Suche nach einer stabilen Mehrheit
Das Problem bei einem so einfachen Vergleich der Sitzverteilung nach verschiedenen Wahlregeln besteht darin, dass selbst der offensichtlichste Fehler ignoriert wird: Unter PR gibt es entweder keine oder sehr unterschiedliche Bedürfnisse nach taktischer Abstimmung.,
Fast die gesamte Umfragebewegung während des Wahlkampfs 2019 war von kleineren zu größeren Parteien, von der Brexit-Partei zu den Konservativen, von Liberaldemokraten zu Labour. Dies stellt Wähler dar, die auf einen Druck reagieren, der vom Wahlsystem angewendet wurde.
Unter einem proportionalen System hätte es keinen Anreiz für die Brexit-Partei gegeben, eine geringere Anzahl von Kandidaten zu stellen, oder für liberaldemokratische oder grüne Wähler, darüber nachzudenken, Labour ihre Stimmen zu verleihen., Das Wahlergebnis unter PR mag den Umfragen einen Monat vor der Wahl viel ähnlicher gewesen sein als das Ergebnis am Dezember 12.

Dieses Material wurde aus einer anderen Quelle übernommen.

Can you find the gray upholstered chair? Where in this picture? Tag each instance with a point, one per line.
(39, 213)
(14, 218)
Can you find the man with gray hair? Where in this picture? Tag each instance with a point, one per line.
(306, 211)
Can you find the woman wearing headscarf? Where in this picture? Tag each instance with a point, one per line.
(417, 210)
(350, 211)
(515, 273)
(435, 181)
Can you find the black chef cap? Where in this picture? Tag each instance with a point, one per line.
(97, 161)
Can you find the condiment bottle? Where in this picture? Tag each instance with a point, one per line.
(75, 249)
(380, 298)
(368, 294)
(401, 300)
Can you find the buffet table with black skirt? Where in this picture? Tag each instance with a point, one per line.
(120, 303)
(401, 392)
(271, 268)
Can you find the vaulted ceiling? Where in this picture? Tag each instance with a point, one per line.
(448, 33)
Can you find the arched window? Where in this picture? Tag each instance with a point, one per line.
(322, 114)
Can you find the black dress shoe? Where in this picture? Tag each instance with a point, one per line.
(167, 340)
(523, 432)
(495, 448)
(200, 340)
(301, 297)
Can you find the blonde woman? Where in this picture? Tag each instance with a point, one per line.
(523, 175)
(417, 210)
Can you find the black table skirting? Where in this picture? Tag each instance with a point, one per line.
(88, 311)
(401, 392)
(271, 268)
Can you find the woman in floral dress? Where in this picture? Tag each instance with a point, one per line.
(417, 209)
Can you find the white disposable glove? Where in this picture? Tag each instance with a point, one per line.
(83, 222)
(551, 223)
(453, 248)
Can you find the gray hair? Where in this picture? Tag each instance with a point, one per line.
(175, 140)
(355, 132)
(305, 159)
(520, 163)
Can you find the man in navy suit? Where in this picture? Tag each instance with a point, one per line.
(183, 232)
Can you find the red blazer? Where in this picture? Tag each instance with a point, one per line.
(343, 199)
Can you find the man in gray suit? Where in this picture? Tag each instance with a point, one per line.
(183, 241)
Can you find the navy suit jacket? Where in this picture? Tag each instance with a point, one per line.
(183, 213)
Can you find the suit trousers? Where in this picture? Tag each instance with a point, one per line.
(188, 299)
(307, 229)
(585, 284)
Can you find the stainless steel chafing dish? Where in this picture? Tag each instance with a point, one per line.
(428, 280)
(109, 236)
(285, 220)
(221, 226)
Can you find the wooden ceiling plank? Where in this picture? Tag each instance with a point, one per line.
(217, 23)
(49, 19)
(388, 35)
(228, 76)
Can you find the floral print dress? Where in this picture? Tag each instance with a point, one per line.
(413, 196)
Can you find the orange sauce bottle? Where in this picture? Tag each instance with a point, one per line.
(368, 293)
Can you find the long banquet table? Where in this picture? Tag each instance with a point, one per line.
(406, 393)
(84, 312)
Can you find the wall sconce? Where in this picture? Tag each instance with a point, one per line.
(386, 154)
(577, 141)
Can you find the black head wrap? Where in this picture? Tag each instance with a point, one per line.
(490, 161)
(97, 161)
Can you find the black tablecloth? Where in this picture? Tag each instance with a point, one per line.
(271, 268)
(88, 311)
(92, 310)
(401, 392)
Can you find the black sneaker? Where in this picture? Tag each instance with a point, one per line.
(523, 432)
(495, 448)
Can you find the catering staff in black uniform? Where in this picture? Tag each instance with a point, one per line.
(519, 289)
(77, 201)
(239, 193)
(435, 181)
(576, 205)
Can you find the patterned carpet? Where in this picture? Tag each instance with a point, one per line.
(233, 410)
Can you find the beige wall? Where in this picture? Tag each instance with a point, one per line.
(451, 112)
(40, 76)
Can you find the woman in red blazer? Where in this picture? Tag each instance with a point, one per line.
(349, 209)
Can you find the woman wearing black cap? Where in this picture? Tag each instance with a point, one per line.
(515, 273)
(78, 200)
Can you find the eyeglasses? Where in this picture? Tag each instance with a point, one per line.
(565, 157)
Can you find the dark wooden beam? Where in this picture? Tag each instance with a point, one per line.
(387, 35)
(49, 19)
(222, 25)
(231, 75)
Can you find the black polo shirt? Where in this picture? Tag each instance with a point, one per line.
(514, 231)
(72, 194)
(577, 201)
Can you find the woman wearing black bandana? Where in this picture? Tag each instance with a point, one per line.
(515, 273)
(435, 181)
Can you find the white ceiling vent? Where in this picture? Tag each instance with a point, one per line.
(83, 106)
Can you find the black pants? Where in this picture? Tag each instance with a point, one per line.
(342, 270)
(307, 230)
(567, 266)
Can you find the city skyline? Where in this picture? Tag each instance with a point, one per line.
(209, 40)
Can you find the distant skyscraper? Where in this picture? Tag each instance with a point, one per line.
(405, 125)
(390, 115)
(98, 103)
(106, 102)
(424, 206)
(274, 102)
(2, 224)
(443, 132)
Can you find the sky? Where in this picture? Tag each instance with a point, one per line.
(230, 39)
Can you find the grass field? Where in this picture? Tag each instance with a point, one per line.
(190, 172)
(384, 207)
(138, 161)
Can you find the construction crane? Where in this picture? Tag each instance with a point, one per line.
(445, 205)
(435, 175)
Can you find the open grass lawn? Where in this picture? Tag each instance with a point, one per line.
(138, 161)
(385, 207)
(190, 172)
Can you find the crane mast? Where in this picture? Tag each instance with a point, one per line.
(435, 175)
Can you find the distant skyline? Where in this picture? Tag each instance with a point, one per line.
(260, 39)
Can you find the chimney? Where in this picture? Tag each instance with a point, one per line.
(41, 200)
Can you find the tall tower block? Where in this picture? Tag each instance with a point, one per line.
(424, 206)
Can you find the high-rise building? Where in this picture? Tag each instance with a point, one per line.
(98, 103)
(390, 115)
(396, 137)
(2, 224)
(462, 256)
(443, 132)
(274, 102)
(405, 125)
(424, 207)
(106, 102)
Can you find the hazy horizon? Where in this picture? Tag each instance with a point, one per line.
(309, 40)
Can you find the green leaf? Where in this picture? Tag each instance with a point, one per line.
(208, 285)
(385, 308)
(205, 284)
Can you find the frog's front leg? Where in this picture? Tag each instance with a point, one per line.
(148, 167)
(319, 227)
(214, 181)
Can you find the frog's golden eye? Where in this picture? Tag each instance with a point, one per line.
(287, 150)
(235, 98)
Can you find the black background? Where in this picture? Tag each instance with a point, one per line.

In diesem Sinne zeigt die zweite Grafik, wie sich die Größe und Zusammensetzung der verschiedenen möglichen Koalitionen im Rahmen des hochproportionalen niederländischen Systems vom tatsächlichen Ergebnis zu einer realistischeren Verteilung der Stimmanteile aus den Umfragedurchschnitten Anfang November geändert hätte. Ich berechnete die Durchschnittswerte aus allen Umfragen, die zwischen Oktober 30 veröffentlicht wurden, als das Parlament einige Tage nach seiner Auflösung für eine vorgezogene Wahl zum 8.November stimmte.,
Eine Labour/LibDem/SNP/Grüne Koalition wäre vor der taktischen Abstimmung mit 324 Sitzen etwas schwächer gewesen als das Endergebnis mit 330., Es wäre jedoch sehr schwierig gewesen, eine solche Koalition zusammenzuhalten, da die Parteien, während sie sich bei einem zweiten EU-Referendum über ihre Position einig waren, sowohl in Bezug auf die schottische Unabhängigkeit als auch in Bezug auf soziale, wirtschaftliche und steuerliche Fragen im Widerspruch gestanden hätten. Die einzige feste Mehrheit unter beiden Szenarien wäre daher ein unwahrscheinliches Comeback der Koalition zwischen Konservativen und Liberaldemokraten von 2010 gewesen.,
Das deutsche System hätte ähnlich instabile Ergebnisse gebracht, aber es hätte sogar eine Chance von außen auf eine Mehrheit für die beiden Pro-Brexit-Parteien gegeben, wenn die Grünen nahe gekommen wären, aber eine Wahlschwelle von 5% nicht erreicht hätten.
Kein PR-System hätte wahrscheinlich eine praktikable Mehrheit für eine nachhaltige Koalition hervorgebracht, aber das spiegelt das stark fragmentierte politische Mehrparteiensystem in Großbritannien wider., Und bei einer so hohen Fragmentierung würden einige PR-Systeme nicht einmal die Tatsache widerspiegeln, dass die beiden Pro-Brexit-Parteien zusammen nicht 50% des Stimmanteils gewonnen hätten.